What I am asking for might be impossible, anyway let me try. Long time ago (between 2015 and 2019?) I remember reading a book, or maybe an article, related to $p$-adic numbers in which following proposition was given:
Let $v$ be a valuation on field $K$. The following statements are equivalent:
- $v$ is discrete, that is $v(K^\times) \cong \mathbb Z$,
- ideal $\mathfrak m = (\pi)$ is principal
- valuation ring $\mathcal O$ is a PID
- valuation ring $\mathcal O$ is noetherian
Proof:
- $1 \iff 2$. Generators of the $\mathfrak m$ ideal are elements $\pi \in K$ of minimal positive valuation
- $2 \implies 3$. Follows from $2 \implies 1$ because in every ideal there is an element with minimal valuation.
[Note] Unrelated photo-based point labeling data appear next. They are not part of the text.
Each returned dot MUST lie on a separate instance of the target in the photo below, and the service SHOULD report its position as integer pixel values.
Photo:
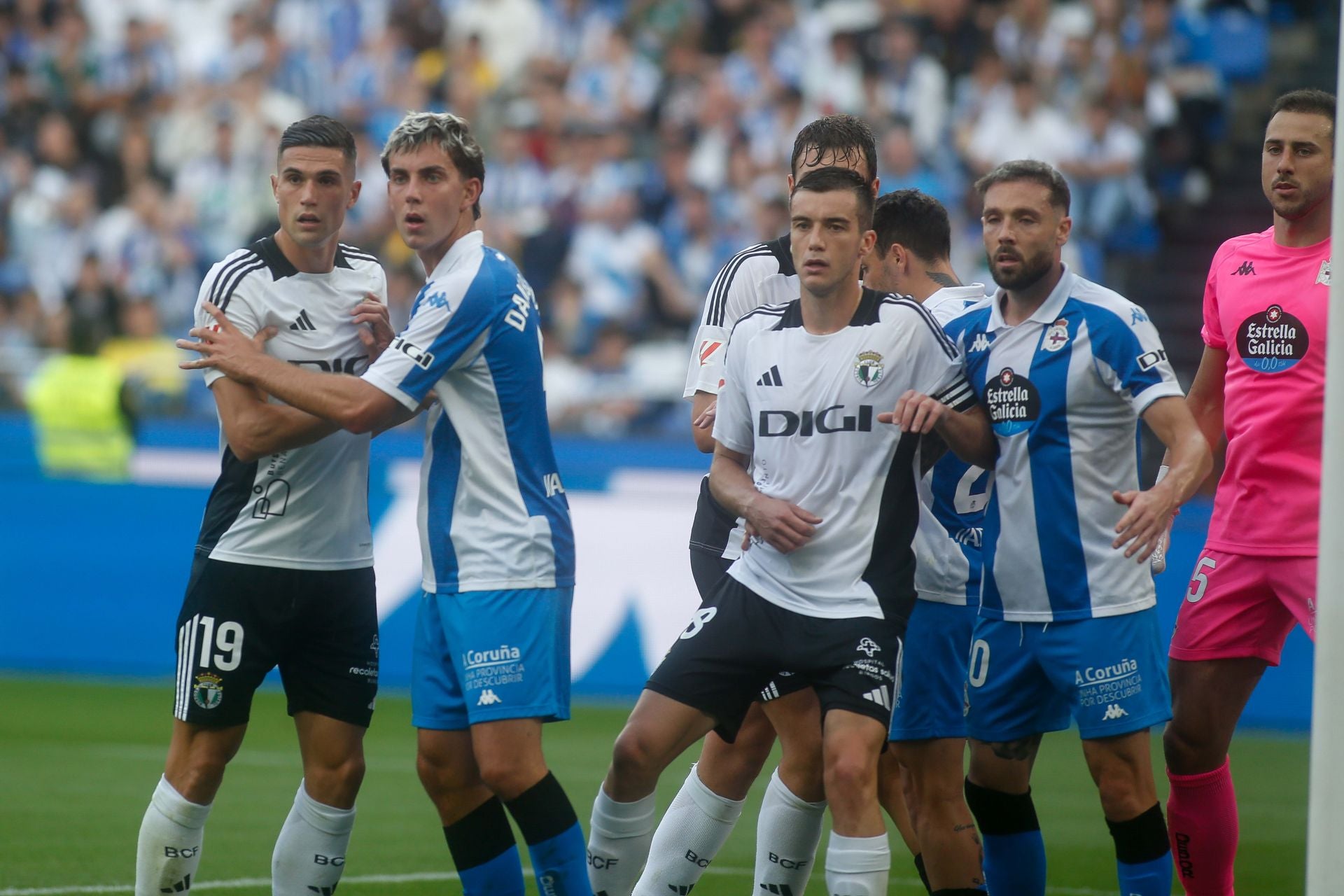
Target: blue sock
(554, 839)
(484, 852)
(1142, 855)
(1015, 852)
(1145, 879)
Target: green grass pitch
(78, 761)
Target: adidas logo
(302, 323)
(771, 378)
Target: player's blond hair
(445, 131)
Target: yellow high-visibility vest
(78, 422)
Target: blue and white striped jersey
(952, 498)
(492, 511)
(1063, 390)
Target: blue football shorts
(1030, 678)
(486, 656)
(932, 701)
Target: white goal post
(1326, 813)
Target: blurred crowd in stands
(632, 147)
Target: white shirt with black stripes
(305, 508)
(804, 407)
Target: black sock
(479, 836)
(1142, 839)
(924, 872)
(543, 811)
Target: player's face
(825, 241)
(1023, 232)
(429, 198)
(1297, 166)
(314, 188)
(851, 159)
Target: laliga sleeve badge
(1057, 336)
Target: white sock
(788, 832)
(690, 836)
(311, 849)
(858, 865)
(169, 843)
(619, 843)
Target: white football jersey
(760, 274)
(804, 407)
(305, 508)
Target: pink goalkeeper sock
(1202, 821)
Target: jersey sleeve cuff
(384, 384)
(1142, 400)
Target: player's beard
(1303, 206)
(1028, 270)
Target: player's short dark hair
(1310, 101)
(914, 219)
(840, 137)
(449, 133)
(1037, 172)
(831, 179)
(319, 131)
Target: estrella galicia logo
(1272, 342)
(1014, 402)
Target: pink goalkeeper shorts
(1245, 606)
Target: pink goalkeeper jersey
(1266, 304)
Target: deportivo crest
(209, 691)
(869, 368)
(1057, 336)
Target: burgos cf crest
(869, 368)
(209, 691)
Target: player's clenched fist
(916, 413)
(785, 527)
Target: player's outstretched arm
(967, 433)
(1145, 522)
(704, 407)
(785, 527)
(254, 428)
(340, 398)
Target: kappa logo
(304, 323)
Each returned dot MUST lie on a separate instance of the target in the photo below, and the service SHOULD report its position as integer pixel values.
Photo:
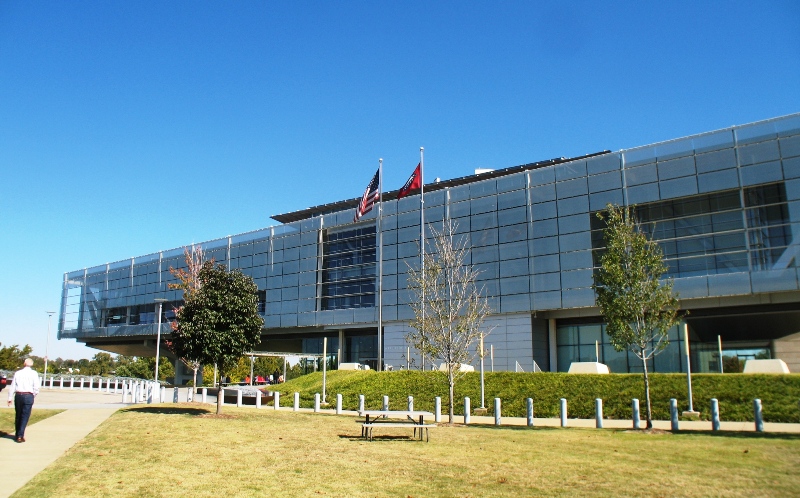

- $3 \implies 4$. If every ideal is principal, then it's in particular finitely generated, and so the ring is noetherian
- $4 \implies 2$. Let $\mathfrak m = \langle x_1, x_2, \ldots, x_n\rangle$ be an ideal and wlog assume that $v(x_1) \le \ldots \le v(x_n)$. Then $v(x_i/x_1) \ge 0$ and so $x_i/x_1 \in \mathcal O$, so $\mathfrak m = \langle x_1 \rangle$.
What was its title/author?